Veggie gardens can seem like a largely adult concept, reserved for people who own their own homes and buy organic milk at the supermarket, but it doesn’t have to be this way. Growing your own produce may seem difficult, but it’s a great way to save money and incorporate more fresh food into your diet without breaking your uni budget. Regardless of whether you live in a dorm on campus or have moved into your first grown-up house with friends or your partner, there’s a way to make a veggie garden work for you, no matter what colour your thumbs are.
If the idea of starting a garden seems daunting to you, start with plants that are easy to grow and difficult to kill. Herbs are a great candidate for this. They take root very quickly, and will handle the transition from the plant store pot to your garden bed well. As a bonus, they are very quick to yield produce that can be used in your dishes, and will regrow very fast. If you’re the kind of person who buys herbs in the supermarket regularly, you’ll know that they’re seriously expensive, and usually go bad pretty quickly if you don’t use them all in one go, so growing your own herbs that will stay fresh until you pick them is a great money-saving, flavour-enhancing solution.
Shop the season
Although it may be tempting to get caught up in the excitement of growing your own food and focus on only growing the foods you like the best, your veggie garden will be most successful if you plant and grow the foods that are in season. This has two advantages. The first being that when you buy these plants, they will be dramatically cheaper, and the second is that your plants will grow much better, and will give you tastier produce. This means that coming up to summer you should plant tomatoes, eggplant, zucchini, and chili, and as winter comes around you should plant berries, spinach, silverbeet, and root vegetables.

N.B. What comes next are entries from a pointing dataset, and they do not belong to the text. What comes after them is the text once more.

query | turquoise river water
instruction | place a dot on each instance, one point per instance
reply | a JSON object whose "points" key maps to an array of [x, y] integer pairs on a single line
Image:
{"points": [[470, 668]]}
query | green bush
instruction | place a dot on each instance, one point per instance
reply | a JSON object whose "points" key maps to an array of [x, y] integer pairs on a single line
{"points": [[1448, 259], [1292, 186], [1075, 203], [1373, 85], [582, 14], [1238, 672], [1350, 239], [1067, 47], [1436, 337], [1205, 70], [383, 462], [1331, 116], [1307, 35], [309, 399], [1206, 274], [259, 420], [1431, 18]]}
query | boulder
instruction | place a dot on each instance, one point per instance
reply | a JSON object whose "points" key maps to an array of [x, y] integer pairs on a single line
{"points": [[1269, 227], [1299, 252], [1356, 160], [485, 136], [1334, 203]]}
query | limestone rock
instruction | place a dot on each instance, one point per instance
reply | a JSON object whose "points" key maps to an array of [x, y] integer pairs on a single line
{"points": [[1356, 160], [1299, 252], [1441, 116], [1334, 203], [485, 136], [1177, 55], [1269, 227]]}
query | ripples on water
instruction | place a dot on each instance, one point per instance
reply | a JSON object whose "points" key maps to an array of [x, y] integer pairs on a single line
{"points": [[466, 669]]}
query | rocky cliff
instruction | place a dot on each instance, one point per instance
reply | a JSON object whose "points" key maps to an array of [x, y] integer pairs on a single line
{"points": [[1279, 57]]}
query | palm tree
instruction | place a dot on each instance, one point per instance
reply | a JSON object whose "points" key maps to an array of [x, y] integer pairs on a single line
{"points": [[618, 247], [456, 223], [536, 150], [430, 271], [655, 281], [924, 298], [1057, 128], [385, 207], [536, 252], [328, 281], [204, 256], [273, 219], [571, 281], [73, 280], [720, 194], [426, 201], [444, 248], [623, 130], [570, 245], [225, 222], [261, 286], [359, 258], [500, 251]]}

Take advantage of your space
Contrary to popular depictions on Better Home and Gardens, you don’t need a handmade raised garden bed made from recycled wood to create your own veggie garden. No matter where you live, there is a way to incorporate plants into your space. If you live in a dorm, try planting some herbs or smaller veggies like chilies or cherry tomatoes and popping them in pots on your windowsill. If you live in a unit or a house without loads of outdoor space, look for vertically growing plants like citrus trees, passionfruit vines, or avocado plants. These can be placed outside against walls where they will be out of the way, but able to grow and flourish. If you have a bit more space, mix and match pots to create an array of plants, placing thin and tall plants at the back, and wide small pots of herbs at the front to ensure that they all get the sunlight they need.